Detra Miller, M&T Bank | Most Powerful Women: Next
Regional manager, business banking
When Detra Miller worked in retail banking, she gave herself the unofficial title of “clean-up lady.”
The Maryland native spent a decade managing M&T Bank retail branches in her home state, putting teams of bankers in place and cleaning up operations at each site. She was a regional retail manager in 2018 when an opportunity came up to lead a team of small-business bankers.
Miller, who was intrigued by the idea of helping businesses and thus affecting the lives of both owners and employees, said yes.
“For me, that had so much power, being able to really impact lives in a bigger way,” she said.
These days, Miller is more of a startup lady. A year into her job as business banking team leader, as she was trying to establish a network of contacts, she had an idea. What if she created a team of bankers solely dedicated to helping entrepreneurial women and minorities gain access to the resources they need — education, connections and, most importantly, capital — to grow their businesses? What if she could tap into communities that often don’t have strong relationships with bankers, but nonetheless account for a growing percentage of business owners in the United States?
So Miller crafted a proposal that included statistics on minority- and women-owned businesses and a strategy that outlined how the bank could create a sustainable program that could be replicated in other markets. She followed that up with a business case that she presented in April 2019 to the business banking Mid-Atlantic market manager and the head of business banking sales for M&T.
Two months later, Miller had launched the minority and women-owned business team, the first of its kind for the Buffalo, N.Y., bank. The four-person team serves the greater Baltimore metropolitan area and includes a fifth banker who’s stationed in the Washington, D.C., market but does not report to Miller. The team works from the bank’s suburban Baltimore office and collaborates with area branch managers to deepen relationships with customers.
A year and a pandemic later, Miller’s team has acquired 59 new customers, 49 of them minority- or women-owned businesses.
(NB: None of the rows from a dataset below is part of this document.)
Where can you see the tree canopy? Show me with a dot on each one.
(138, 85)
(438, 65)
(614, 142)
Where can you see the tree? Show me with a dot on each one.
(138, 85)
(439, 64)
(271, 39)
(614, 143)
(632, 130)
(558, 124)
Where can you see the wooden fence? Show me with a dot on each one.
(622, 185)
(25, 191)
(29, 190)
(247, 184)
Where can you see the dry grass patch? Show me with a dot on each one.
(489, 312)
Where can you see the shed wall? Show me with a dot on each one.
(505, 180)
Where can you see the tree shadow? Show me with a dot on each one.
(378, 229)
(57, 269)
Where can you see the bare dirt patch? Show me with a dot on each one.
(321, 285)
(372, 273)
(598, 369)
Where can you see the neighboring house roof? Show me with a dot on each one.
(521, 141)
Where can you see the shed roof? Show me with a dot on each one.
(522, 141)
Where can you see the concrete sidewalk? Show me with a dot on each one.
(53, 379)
Of the 49, 34 are currently accessing credit through the bank, she said.
The initiative, which M&T plans to expand to other markets, has earned Miller a spot on our second annual Next list, an extension of our Most Powerful Women in Banking program that highlights high-achieving women in leadership age 40 or younger.
A Towson University graduate who initially wanted to be a financial adviser, Miller joined Provident Bancshares’ management development program in 2008. The next year, M&T bought Baltimore-based Provident.
Miller’s team has been intentional in reaching out to prospects, some of whom don’t have existing relationships with financial institutions. That means connecting to resource groups, small-business development centers and even the Mayor’s Office.
It also means helping minorities and women network and find mentors, pursue government contracts they may not have known about and get access to capital that historically may have been denied to them.
“Our goal really was, if we know they aren’t coming to us, how can we create a team to be proactive and intentional in our outreach, so we’re meeting them where they are?” Miller said.
What makes Detra special is that she is always pursuing new ways to connect with clients and help them achieve their financial goals.
Even with the COVID-19 crisis interfering with the ability to meet in person, Miller said the team has nonetheless managed to stay close to small-business owners as they navigate the Paycheck Protection Program and other funding options to alleviate the financial pain of the pandemic. Of their 59 customers, 51 applied for and received PPP loans, which totaled $4.6 million for the group, Miller said.
“We have truly created an ecosystem for them, not just during the good times but during a really difficult time that none of us could have predicted would happen,” said Miller, a mother of two who has been working from home through the pandemic. (She has a 7-year-old daughter and 6-year-old son.)
“As soon as states started shutting down, we started communicating to our clients in an effort to be proactive in protecting them as best as we can from severe economic impact,” she said.
The goal is to have minority- and women-owned business teams in all of M&T’s markets, but there is no set timeframe to do that, Miller said. However, she and her teammates have been encouraging their colleagues across M&T to “look up and look around” when it comes to engaging with prospects and be aware of their own biases, conscious and unconscious.
“We’re trying to bring some awareness across the footprint so that people can feel empowered to do the same without having to have a specific team,” Miller said. “That’s part of the strategy we have: How do we create a domino effect for everyone to be involved in this? And then too we are focusing on, how do we implement this in different markets and expand the team?”
Group vice president and market manager, business and professional banking
What she says:
“What makes Detra special is that she is always pursuing new ways to connect with clients and help them achieve their financial goals.”